After a summer reign of terror by Islamic extremists in Anbar province, tens of thousands of Sunni insurgents -- many who had spent years fighting Americans -- suddenly switched sides.
This "Sunni awakening" led the coalition forces to hire more than 90,000 men into a community watch brigade now known as the Sons of Iraq.
They are paid $10 a day to man checkpoints in their neighborhoods -- a huge help to Iraqi security forces.
In addition to this unexpected flip, Shiite cleric and militia leader Moqtada al Sadr recently renewed a cease-fire.
U.S. Commanding Gen. David Petraeus told ABC News that it's a "serious concern" that America's sudden allies could become enemies just as easily.
McCain disagrees. "I don't think so," he said. "Unless they feel that they have no other choice. There are problems. The government is not giving [the Sons of Iraq] as much support as we'd like to see in material and resources. There's still some very high unemployment numbers -- 50 percent in Anbar. But I don't accept the notion that they would willingly go back to an al Qaeda that terrorized them."

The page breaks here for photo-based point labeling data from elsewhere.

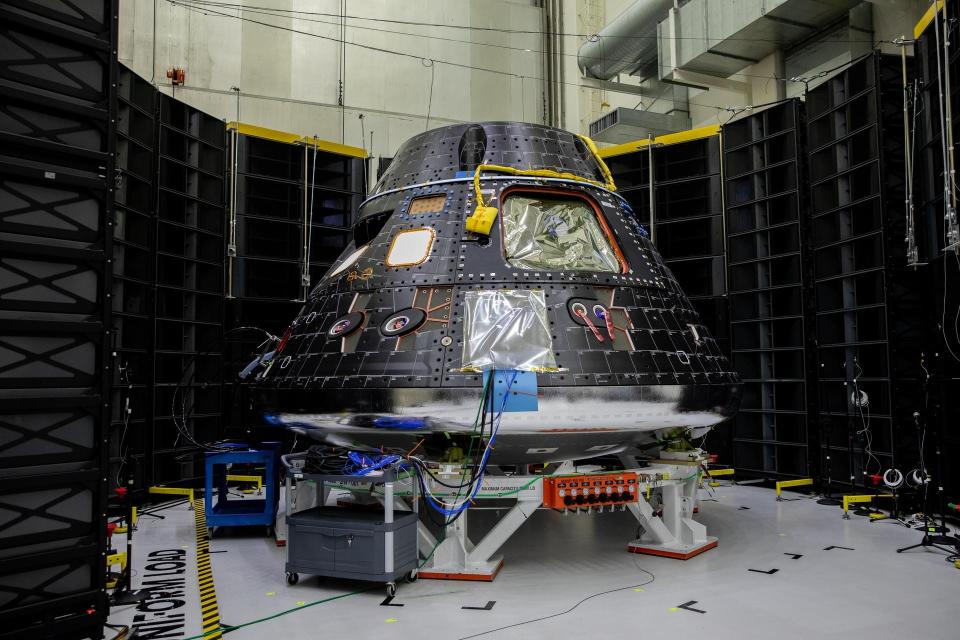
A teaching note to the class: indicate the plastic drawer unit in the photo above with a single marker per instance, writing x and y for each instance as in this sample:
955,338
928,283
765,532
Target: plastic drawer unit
340,542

On the subject of Iran. he said, "They're sending the most lethal explosive devices across the border and killing young Americans. There's no doubt about that. I would do everything in my power to restrain Iran in every possible way and that does not mean a declaration of war. Nor does it mean combat. But if they acquire nuclear weapons -- as they are on the road to -- I agree with the president that we cannot allow them to have nuclear weapons."
Despite the American stance, Iraqi President Jalal Talabani invited Iranian President Mahmoud Ahmadinejad to visit Baghdad earlier this month.
It was the first such visit by any Iranian leader and the red-carpet welcome was a sharp contrast to the furtive visits by President Bush.
McCain refused to acknowledge the apparent snub of U.S. policy.
"There were Sunnis that boycotted meeting with him," he said. "There were religious leaders that refused to meet with him. Those are signs that many Iraqi people are not fond of too close a relationship with Iran."
Traveling with Sens. Lindsey Graham and Joseph Lieberman, McCain called this visit a fact-finding mission for the Armed Services Committee, not a campaign photo op.
But the Arizona senator mentioned his opponents by name as he praised a strategy he supported.
"Sens. [Hillary] Clinton and [Barack] Obama said the surge would never work," he said. "It's worked. Now they say that [the Iraqis] can't function politically. They're functioning politically. Very poorly. Two steps forward, one step back."